Yazı yazmak;  insanın dilin sembollerini ve işaretlerini kullanarak duygu ve düşüncelerini, kelimelerle cümleler kurarak, kağıda ya da çağımızda bilgisayar diskine kaydetmesidir. Yazı insanlık tarihinin en önemli buluşudur bence. Geri kalan her şey ondan sonra gelir.

Yazı bilgiyi insandan insana, nesilden nesile aktarırken zamanı akışkan hale getirir, bağlar, bütünler... Bilimsel, teknik, psikolojik, felsefik, antropolojik, politik her türlü birikimini yazıyla depolarız.

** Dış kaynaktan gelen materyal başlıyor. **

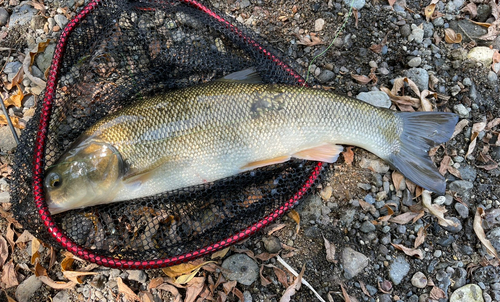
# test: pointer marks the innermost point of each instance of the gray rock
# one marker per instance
(462, 210)
(415, 62)
(7, 141)
(61, 20)
(451, 228)
(27, 288)
(398, 269)
(494, 237)
(419, 280)
(417, 34)
(61, 296)
(461, 186)
(12, 67)
(357, 4)
(468, 29)
(367, 227)
(469, 293)
(241, 268)
(461, 111)
(21, 15)
(460, 277)
(4, 16)
(353, 262)
(419, 76)
(326, 75)
(272, 244)
(376, 98)
(137, 275)
(492, 77)
(44, 59)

Mutlu oluruz yazarız, kızarız yazarız, üzülürüz yazarız, özleriz yazarız... Kutlamak için yazarız, acıyı paylaşmak için yazarız, eleştirmek için yazarız, unutmamak için yazarız, keşfederiz yazarız, beğeniriz yazarız, beğenmeyiz yazarız, özür dilemek için yazarız, buluşmak için yazarız, aşık oluruz yazarız, ayrılmak için yazarız, savaşmak için yazarız, barış için yazarız, politik görüşümüzü paylaşmak için yazarız, şarkılar için yazarız...

Yazı insan ruhunun somuta özgürleştiği alandır. Yazarlar, şairler gibi bazıları yazmadan duramaz mesela. Yazmak onların varolma halleridir. Ruhlarını tedavi ettikleri özgür meydandır.

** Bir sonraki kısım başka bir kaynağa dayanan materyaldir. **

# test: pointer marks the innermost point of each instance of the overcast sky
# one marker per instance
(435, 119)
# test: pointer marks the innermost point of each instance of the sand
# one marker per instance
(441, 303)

Yazmak aynı zamanda cesaret gerektirir. Yazan insan önce kendisiyle karşılaşır, sonra yazdığını okuyanlarla.

Konuşma hakkı gibi, yazmak da insanın doğal hakkıdır. Herhangi bir dili konuşmak nasıl haksa, herhangi bir düşünceyi yazmak da o kadar haktır.
Yazılanı okuyan karşı taraf, yazıyı onaylayabilir, onaylamayabilir, beğenebilir, beğenmeyebilir, hatta nefret edebilir. Okuyucunun yazı hakkındaki düşüncesi duygusu ne olursa olsun, yazarın kafasındaki artık yazılmıştır, somutlaşmıştır. Yazıyı yok sayamazsınız...Yazarın kafasındaki artık rapdedilmiştir. 

Yazmak ve okumak, iki tarafı olan bir uzak ilişki. Bir taraftan da son derece yakın, iç içe geçmiş bir ilişki. Aynı evlilik ilişkisi gibi kimi zaman tatlı, kimi zaman zorlu. Yazar-okur ilişkisi saygı gerektiriyor, bu ilişki iki tarafın da birbirlerini -en azından insan oldukları için- anlama çabasını ve hoşgörü gerektiriyor. Eleştiriye açık olmayı ve açık kafalı olmayı gerektiriyor. Bazen dostumuzun takdirinden çok daha fazlasını, en büyük düşmanımızın eleştirisinden, yazdığından öğrenebiliriz.

Yazılanı ve yazarı sınıflamak ya da sıfatlandırmak yerine, yazılandan yararlanmaya çalışmak sanırım daha doğru bir tavır, hatta insanı ilerleten bir tavır. Yani yazının pisi, temizi olmaz. Yazı yazıdır. Yazı insanın kendisidir. İşte tam da bu nedenle saygıyı hak eder.